Aperçu du public, certains sont venus en couple. 

Pour lui, le thème est interpellateur, car c’est la réalité vécue par de nombreux couples et les insuffisances qu’ont certains couples.  « Quant à la thématique en couple, je pense que nous en avons vraiment besoin parce que nous traversons une zone de turbulence. Je parle de notre pays et, actuellement, nous avons besoin de paix, de dialogue, et ça commence en couple, ça commence par la famille. En couple dépeint notre vivre-ensemble et les tares de nos couples.

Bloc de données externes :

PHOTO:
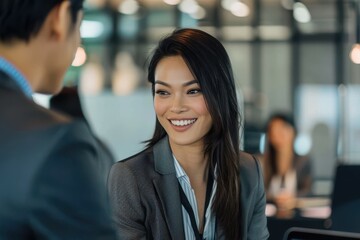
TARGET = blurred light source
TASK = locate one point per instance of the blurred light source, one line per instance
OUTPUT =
(240, 9)
(236, 7)
(287, 4)
(92, 79)
(172, 2)
(199, 14)
(355, 51)
(95, 3)
(129, 7)
(302, 145)
(301, 13)
(80, 57)
(91, 29)
(126, 75)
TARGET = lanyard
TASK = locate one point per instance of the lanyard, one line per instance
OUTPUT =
(189, 210)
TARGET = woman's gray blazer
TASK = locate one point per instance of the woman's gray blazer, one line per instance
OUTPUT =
(146, 202)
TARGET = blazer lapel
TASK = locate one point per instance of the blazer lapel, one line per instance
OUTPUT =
(167, 188)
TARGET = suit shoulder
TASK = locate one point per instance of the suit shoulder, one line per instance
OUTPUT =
(136, 161)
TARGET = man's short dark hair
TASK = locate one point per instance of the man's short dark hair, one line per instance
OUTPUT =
(22, 19)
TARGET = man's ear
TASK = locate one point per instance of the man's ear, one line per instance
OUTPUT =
(59, 20)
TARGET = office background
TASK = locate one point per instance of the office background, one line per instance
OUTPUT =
(287, 55)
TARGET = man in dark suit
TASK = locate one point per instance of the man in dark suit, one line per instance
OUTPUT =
(50, 183)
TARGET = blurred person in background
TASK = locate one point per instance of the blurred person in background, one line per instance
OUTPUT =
(287, 175)
(50, 183)
(192, 182)
(67, 101)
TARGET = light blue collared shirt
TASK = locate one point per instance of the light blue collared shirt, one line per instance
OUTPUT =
(16, 75)
(210, 224)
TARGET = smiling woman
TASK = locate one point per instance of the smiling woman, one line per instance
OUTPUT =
(192, 182)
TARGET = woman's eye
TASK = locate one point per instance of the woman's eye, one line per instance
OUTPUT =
(161, 92)
(194, 91)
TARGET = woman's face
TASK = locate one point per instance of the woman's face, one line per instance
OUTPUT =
(179, 103)
(281, 134)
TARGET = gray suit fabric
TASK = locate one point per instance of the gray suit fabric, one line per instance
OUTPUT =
(50, 183)
(146, 201)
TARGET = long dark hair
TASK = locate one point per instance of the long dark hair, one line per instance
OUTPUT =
(210, 65)
(271, 168)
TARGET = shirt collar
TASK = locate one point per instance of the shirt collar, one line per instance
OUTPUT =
(17, 76)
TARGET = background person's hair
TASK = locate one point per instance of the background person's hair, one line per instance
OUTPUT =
(22, 19)
(270, 151)
(210, 65)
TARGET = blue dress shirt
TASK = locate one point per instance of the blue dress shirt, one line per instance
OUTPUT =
(16, 75)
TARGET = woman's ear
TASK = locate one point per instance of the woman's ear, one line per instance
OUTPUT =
(60, 21)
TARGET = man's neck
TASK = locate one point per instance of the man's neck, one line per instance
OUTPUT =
(26, 58)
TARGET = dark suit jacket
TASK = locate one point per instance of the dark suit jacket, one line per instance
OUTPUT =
(50, 185)
(146, 200)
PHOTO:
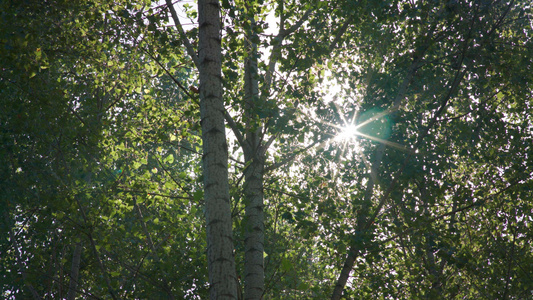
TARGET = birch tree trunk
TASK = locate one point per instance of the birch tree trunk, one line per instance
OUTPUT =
(221, 263)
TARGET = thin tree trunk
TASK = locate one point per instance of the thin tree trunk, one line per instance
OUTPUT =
(254, 279)
(74, 272)
(221, 263)
(254, 236)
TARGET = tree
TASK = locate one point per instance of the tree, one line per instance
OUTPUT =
(222, 278)
(428, 200)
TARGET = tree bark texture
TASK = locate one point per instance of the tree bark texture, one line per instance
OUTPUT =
(74, 271)
(254, 277)
(221, 263)
(254, 234)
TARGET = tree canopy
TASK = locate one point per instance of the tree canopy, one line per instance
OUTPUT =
(107, 188)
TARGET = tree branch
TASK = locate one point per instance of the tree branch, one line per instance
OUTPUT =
(188, 45)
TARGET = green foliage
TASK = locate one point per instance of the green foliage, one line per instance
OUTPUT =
(101, 146)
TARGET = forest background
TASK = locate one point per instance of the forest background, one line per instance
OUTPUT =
(118, 181)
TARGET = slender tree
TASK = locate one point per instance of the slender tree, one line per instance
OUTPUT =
(221, 262)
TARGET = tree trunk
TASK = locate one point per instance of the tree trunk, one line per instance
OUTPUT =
(221, 263)
(254, 235)
(74, 272)
(254, 279)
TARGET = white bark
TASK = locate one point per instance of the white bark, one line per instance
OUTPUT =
(221, 263)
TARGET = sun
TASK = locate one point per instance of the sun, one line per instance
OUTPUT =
(347, 133)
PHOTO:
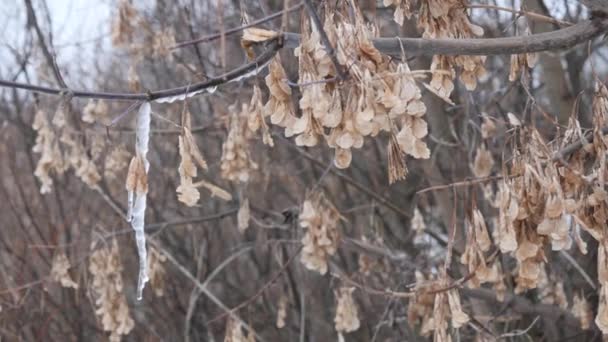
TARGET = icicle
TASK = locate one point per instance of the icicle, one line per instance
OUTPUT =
(137, 208)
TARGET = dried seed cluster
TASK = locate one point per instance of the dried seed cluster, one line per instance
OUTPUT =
(107, 286)
(382, 96)
(322, 236)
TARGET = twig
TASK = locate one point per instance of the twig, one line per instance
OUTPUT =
(261, 290)
(566, 151)
(556, 40)
(202, 288)
(45, 49)
(530, 15)
(260, 61)
(232, 31)
(459, 184)
(520, 332)
(578, 267)
(382, 200)
(324, 39)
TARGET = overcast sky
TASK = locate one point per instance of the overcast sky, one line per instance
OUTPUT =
(79, 28)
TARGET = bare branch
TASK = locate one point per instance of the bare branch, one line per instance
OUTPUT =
(235, 74)
(560, 39)
(50, 59)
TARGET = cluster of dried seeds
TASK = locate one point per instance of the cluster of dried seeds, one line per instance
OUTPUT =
(320, 218)
(107, 286)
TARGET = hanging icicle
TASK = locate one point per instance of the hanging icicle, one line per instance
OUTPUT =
(137, 191)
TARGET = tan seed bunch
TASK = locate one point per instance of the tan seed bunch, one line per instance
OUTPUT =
(347, 315)
(236, 163)
(402, 9)
(448, 19)
(124, 24)
(59, 271)
(61, 148)
(47, 144)
(478, 242)
(256, 118)
(282, 311)
(162, 42)
(581, 309)
(191, 156)
(234, 331)
(482, 166)
(601, 320)
(116, 161)
(420, 307)
(96, 111)
(522, 63)
(243, 216)
(156, 271)
(107, 286)
(279, 106)
(320, 218)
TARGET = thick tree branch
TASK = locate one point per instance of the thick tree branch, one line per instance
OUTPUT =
(50, 59)
(559, 39)
(556, 40)
(326, 43)
(242, 71)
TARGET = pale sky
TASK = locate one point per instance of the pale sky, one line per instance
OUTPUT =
(80, 28)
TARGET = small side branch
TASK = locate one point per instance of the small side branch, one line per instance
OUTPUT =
(326, 43)
(50, 59)
(556, 40)
(244, 70)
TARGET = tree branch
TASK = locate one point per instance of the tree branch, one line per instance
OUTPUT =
(50, 59)
(560, 39)
(326, 43)
(166, 94)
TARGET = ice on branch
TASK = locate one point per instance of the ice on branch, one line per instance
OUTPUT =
(137, 191)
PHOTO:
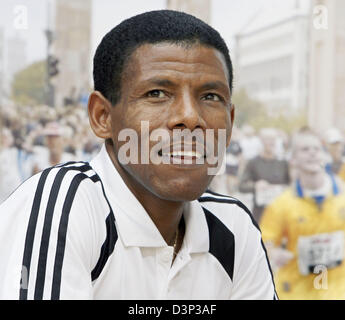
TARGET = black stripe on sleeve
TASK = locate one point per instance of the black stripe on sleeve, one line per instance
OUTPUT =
(62, 233)
(222, 243)
(110, 241)
(43, 254)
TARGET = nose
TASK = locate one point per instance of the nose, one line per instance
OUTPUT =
(185, 113)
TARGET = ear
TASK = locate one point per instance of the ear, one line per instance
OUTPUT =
(99, 115)
(232, 119)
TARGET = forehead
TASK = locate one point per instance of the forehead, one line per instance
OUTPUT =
(177, 61)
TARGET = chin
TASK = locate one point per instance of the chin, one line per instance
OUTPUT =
(180, 193)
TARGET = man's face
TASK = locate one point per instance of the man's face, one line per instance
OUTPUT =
(309, 156)
(172, 87)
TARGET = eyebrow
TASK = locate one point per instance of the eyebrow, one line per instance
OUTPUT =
(211, 85)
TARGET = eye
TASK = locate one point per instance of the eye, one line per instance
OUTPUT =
(212, 97)
(156, 94)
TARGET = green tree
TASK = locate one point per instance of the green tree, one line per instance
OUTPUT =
(28, 86)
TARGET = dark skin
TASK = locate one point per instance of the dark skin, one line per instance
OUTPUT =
(172, 87)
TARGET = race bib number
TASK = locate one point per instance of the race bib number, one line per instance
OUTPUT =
(265, 197)
(322, 249)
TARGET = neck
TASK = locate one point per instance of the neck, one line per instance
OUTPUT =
(312, 181)
(165, 214)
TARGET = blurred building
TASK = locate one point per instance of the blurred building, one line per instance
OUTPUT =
(198, 8)
(72, 47)
(327, 65)
(271, 60)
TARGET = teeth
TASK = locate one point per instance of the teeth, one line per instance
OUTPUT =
(183, 154)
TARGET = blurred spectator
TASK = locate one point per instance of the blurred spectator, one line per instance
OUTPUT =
(334, 142)
(38, 136)
(304, 228)
(265, 176)
(250, 144)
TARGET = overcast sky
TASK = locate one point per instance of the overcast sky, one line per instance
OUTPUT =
(228, 17)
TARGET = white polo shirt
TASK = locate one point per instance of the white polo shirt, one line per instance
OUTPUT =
(76, 231)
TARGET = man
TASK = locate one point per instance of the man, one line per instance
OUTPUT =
(265, 176)
(304, 228)
(113, 229)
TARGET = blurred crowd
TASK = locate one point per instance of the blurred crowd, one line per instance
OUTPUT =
(297, 197)
(34, 138)
(259, 164)
(292, 183)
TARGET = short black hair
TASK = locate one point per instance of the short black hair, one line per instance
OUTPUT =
(149, 28)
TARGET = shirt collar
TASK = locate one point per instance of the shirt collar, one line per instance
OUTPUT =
(135, 226)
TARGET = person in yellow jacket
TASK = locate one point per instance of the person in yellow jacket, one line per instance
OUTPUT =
(304, 228)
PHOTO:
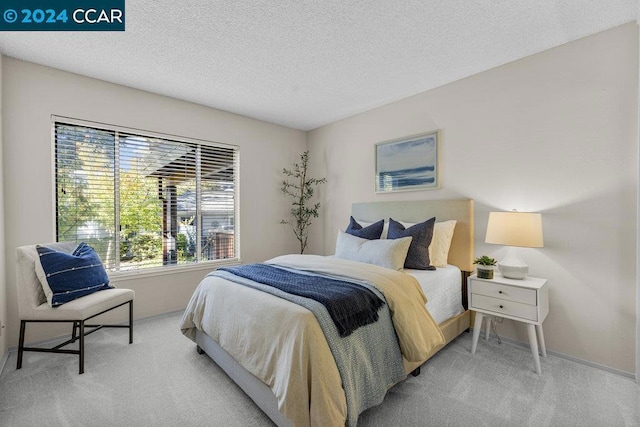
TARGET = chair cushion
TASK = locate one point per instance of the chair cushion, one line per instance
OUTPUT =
(85, 307)
(66, 277)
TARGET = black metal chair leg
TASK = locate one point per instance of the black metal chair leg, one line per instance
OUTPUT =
(130, 321)
(81, 333)
(23, 325)
(73, 333)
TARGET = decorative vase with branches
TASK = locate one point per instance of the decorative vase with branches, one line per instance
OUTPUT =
(300, 188)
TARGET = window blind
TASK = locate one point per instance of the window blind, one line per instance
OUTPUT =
(145, 201)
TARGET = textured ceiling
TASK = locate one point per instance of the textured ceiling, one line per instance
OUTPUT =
(303, 63)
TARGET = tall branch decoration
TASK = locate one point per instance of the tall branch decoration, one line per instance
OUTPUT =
(301, 189)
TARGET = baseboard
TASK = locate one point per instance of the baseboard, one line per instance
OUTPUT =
(3, 361)
(629, 375)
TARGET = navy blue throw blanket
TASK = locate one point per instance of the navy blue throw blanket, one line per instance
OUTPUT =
(350, 305)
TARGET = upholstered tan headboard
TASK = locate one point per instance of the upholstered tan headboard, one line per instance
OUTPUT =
(462, 251)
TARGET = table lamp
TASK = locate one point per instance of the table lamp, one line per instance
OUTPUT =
(523, 229)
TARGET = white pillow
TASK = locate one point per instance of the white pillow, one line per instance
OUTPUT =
(440, 242)
(385, 253)
(385, 229)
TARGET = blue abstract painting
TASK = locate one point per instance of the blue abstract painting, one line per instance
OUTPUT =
(407, 164)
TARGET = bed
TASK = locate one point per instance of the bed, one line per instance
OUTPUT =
(310, 393)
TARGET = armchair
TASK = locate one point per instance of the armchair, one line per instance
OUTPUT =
(33, 306)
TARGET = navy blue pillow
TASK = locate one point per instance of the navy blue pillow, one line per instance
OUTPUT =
(371, 232)
(74, 275)
(422, 233)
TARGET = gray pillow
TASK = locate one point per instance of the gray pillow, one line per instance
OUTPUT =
(373, 231)
(385, 253)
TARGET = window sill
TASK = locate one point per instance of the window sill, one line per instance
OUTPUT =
(121, 276)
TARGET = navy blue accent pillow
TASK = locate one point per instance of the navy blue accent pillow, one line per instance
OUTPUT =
(422, 233)
(74, 275)
(371, 232)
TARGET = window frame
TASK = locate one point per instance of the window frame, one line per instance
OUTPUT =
(118, 275)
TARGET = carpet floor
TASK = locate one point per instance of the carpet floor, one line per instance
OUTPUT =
(160, 380)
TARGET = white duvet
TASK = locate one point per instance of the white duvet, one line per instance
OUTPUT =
(282, 344)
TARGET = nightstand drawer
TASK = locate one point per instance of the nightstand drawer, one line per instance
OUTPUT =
(500, 306)
(505, 292)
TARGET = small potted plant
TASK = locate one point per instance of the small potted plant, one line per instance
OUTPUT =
(485, 267)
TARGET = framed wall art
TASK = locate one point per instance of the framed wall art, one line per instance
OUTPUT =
(408, 164)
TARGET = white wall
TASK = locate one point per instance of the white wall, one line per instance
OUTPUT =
(554, 133)
(32, 93)
(3, 288)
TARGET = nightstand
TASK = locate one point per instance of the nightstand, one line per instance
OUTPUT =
(525, 301)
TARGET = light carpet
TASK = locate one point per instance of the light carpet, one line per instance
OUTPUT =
(160, 380)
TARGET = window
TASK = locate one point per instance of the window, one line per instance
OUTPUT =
(144, 200)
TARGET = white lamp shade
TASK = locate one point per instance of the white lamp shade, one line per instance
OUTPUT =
(515, 229)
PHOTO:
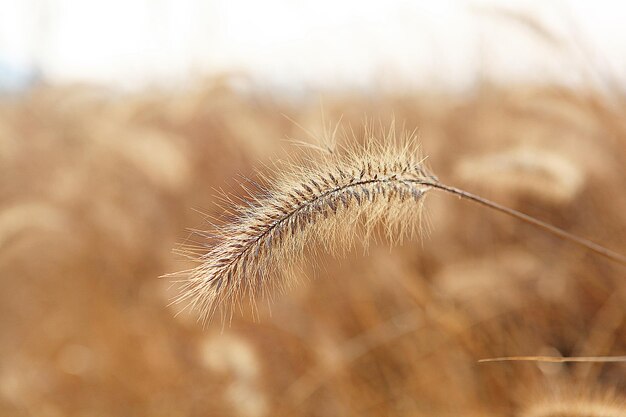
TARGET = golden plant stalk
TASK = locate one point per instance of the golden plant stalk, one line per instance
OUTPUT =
(324, 202)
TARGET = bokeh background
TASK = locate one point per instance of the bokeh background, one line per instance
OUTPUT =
(120, 122)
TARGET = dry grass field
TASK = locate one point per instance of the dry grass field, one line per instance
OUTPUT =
(97, 188)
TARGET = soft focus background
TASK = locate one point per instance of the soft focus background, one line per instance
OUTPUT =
(119, 121)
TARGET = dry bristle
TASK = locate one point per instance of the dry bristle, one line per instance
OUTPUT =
(323, 199)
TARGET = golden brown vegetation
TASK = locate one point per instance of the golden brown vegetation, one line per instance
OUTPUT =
(96, 189)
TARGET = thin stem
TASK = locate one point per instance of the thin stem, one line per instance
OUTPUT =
(585, 243)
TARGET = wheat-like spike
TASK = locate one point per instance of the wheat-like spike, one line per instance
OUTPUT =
(323, 202)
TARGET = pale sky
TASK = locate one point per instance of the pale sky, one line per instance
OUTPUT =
(309, 44)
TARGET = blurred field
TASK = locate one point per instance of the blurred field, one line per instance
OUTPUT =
(97, 188)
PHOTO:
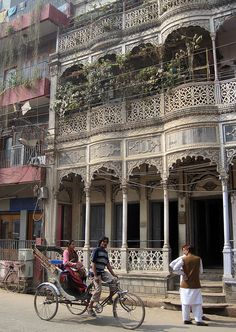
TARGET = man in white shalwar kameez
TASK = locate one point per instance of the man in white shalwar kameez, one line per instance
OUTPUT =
(189, 267)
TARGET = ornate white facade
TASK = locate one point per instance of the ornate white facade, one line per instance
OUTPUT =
(148, 165)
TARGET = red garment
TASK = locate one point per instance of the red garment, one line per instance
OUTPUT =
(76, 279)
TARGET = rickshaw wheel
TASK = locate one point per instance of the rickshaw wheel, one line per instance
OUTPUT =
(77, 308)
(46, 302)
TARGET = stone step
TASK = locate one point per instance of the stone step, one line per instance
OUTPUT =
(208, 308)
(212, 274)
(207, 297)
(208, 286)
(211, 286)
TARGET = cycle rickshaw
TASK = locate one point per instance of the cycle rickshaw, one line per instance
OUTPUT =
(128, 309)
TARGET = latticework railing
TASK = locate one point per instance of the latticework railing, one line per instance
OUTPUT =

Souvent on pense que tout va bien alors qu'il faut remettre en question certaines pratiques et remettre à jour notre vécu de tous les jours », a-t-il renchérit.

Pour Milogo Charles, spectateur, « la fin est intrigante. La leçon qu'on peut tirer, je dirai que souvent les couples ont besoin de distances pour savoir qu'ils s’aiment », tandis qu'Angèle Sangaré insiste sur la communication et la patience. « Concernant la leçon, on peut dire que les relations amoureuses ne sont pas du tout faciles, un peu compliquées, il y aura des hauts et des bas, mais ça sera toujours mieux de prioriser l'entente, la compréhension et tout pour pouvoir vivre mieux ».

Avec une mise en scène soignée et des dialogues percutants, ‘En couple’ ne se contente pas de divertir, elle pousse à la réflexion. La leçon finale est simple mais essentielle. Un couple ne se construit pas sur la seule passion, mais sur la compréhension, l'écoute et l'acceptation de l'autre, avec ses forces et ses faiblesses.